En 1945, c’est le début de la première guerre d’Indochine et moins d’un an plus tard, la région où il habite s’embrase ; une grande partie en est occupée par le Vietminh. La presque totalité du clergé s’est retirée provisoirement de la région pour laisser passer l’orage. Ses supérieurs conseillent vivement au P. Diêp d’en faire autant. Mais celui-ci refuse de quitter ses fidèles dispersés dans les diverses communautés qu’il a fondées.

Le 12 mars 1946, avec 70 de ses paroissiens de Tac Say, il est arrêté par le Vietminh. Tout le groupe est enfermé dans un grenier à riz. C’est là qu’il propose à ses gardiens d’échanger sa vie pour le salut de ses fidèles. On découvrira plus tard son corps nu et affreusement mutilé dans un étang proche du lieu où il avait été détenu.
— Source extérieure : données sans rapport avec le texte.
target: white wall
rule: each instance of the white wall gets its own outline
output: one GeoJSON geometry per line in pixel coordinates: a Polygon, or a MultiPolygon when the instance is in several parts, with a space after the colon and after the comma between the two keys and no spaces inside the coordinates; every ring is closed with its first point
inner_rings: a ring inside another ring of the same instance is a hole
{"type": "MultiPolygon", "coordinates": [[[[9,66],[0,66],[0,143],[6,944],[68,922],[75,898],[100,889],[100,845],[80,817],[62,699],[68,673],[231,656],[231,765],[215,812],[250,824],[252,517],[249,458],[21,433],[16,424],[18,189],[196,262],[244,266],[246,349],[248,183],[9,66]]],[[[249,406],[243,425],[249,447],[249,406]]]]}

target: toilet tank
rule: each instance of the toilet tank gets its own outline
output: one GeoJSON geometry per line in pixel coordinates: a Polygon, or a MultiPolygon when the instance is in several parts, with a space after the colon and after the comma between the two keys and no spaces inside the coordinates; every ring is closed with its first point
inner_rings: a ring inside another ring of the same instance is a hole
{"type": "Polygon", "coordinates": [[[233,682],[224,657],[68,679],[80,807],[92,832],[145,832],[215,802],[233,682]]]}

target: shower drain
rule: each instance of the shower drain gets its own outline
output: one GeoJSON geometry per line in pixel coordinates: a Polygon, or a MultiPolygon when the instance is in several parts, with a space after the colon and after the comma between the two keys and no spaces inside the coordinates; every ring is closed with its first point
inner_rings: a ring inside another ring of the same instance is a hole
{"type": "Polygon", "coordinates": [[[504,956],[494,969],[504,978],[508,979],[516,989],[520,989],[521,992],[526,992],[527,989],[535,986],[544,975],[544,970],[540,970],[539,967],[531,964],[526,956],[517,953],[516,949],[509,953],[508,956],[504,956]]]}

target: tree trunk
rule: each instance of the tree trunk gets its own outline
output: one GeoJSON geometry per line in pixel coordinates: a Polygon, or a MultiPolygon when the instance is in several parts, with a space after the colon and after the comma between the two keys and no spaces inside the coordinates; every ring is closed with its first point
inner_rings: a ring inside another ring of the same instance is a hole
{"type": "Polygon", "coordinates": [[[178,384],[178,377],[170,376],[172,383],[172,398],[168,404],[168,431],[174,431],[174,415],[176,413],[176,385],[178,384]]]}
Il reste encore un certain nombre de catholiques ayant connu le P. Diêp. L’archevêque de Saïgon, le cardinal Pham Minh Mân, est de ceux-là. Dans une interview traduite par Eglises d’Asie (2), il a confié que c’était le P. Truong Buu Diêp qui avait conseillé à sa famille de l’orienter vers le sacerdoce dès son très jeune âge.

Mais les catholiques sont loin d’être les seuls à avoir conservé sa mémoire. Un véritable mouvement populaire s’est en effet peu à peu développé autour de sa sépulture, attirant vers elle encore plus de non-chrétiens que de chrétiens. En 1996, la tombe du P. Truong Buu Diêp a été officiellement reconnue comme lieu de pèlerinage par le diocèse de Can Tho, malgré la réticence des autorités civiles.

Lors de leur première assemblée annuelle au mois de mars 2012, les évêques ont approuvé l’envoi à Rome des premiers éléments d’un dossier de demande de béatification du curé de Tac Say.